2 Task Force report Confidence, Change and Opportunity, page 35. See also paragraph 19 below.

3 This refers to a voluntary system where industry develops its own standards and dispute resolution and enforcement mechanisms, but these are backed by legislation (for instance, legislative name protection for a brand developed by the industry).

4 Task Force Consultation Paper: Options for Change (23 May 2005), page 38

5 Refer paragraph 30 below.

6 Refer to the regulatory impact statement.

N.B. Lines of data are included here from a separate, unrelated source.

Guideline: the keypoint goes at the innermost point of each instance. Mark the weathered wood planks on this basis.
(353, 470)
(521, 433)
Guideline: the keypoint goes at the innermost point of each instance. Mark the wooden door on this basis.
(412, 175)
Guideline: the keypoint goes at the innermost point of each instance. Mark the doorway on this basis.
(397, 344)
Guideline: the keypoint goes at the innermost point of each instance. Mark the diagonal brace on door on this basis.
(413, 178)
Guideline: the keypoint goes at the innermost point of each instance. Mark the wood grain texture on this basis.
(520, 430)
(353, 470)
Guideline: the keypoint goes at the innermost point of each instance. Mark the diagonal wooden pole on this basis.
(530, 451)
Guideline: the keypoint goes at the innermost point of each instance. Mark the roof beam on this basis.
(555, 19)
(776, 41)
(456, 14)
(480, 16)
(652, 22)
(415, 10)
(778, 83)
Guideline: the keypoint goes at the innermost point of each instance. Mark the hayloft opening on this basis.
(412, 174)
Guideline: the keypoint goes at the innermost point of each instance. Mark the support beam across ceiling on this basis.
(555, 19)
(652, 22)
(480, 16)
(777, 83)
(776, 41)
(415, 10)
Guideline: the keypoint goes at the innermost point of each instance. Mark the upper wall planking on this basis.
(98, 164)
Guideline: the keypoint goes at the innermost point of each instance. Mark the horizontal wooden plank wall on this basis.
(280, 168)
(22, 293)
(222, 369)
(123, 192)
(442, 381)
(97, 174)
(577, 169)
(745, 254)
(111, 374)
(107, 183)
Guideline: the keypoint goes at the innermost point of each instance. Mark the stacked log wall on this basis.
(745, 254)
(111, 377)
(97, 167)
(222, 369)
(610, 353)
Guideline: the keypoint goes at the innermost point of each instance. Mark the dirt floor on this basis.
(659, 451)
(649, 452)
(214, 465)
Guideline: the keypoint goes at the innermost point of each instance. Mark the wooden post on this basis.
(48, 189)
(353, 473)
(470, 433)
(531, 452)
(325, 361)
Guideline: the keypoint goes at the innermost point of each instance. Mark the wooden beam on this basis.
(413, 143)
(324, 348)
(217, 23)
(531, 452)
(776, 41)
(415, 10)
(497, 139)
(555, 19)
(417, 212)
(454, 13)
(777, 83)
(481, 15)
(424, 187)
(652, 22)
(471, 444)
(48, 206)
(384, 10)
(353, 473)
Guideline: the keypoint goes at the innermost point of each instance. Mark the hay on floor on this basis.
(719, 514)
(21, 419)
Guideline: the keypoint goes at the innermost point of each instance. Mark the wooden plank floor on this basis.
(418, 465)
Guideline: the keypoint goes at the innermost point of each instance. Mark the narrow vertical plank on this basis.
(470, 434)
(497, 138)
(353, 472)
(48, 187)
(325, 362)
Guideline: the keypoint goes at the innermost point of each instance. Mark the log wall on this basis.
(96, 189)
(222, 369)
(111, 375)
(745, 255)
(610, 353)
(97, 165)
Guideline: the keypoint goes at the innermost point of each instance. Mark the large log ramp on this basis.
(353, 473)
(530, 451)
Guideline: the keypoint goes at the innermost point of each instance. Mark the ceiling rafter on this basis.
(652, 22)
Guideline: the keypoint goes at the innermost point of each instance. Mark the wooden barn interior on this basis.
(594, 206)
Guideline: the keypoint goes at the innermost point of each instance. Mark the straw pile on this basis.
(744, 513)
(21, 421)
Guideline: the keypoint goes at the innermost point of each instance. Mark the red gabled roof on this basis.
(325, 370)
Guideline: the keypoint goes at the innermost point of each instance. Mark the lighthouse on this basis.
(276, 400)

7IOSCO Objectives and Principles of Securities Regulation, Principle 23: "[Financial] intermediaries should be required to comply with standards for internal organization and operational conduct that aim to protect the interests of clients, ensure proper management of risk, and under which management of the intermediary accepts primary responsibility for these matters. "A "financial intermediary" is generally described as an individual or a business who markets financial products or provides financial advice (that is, advice about financial products or investments or savings decisions and choices) to members of the public. This description includes a large number of individuals and businesses (including financial institutions), insurance companies and agents operating in New Zealand's financial sector including mortgage brokers, investment advisers and bank and insurance company employees.

8 Available as a country specific publication on the IMF website at New Zealand: Financial Sector Assessment Program-Detailed Assessment of Observance of Standards and Codes- International Organization of Securities Commission (IOSCO)-Objectives and Principles of Securities Regulation (IMF Country Report No. 04/417) [554 KB PDF] [link to IMF website].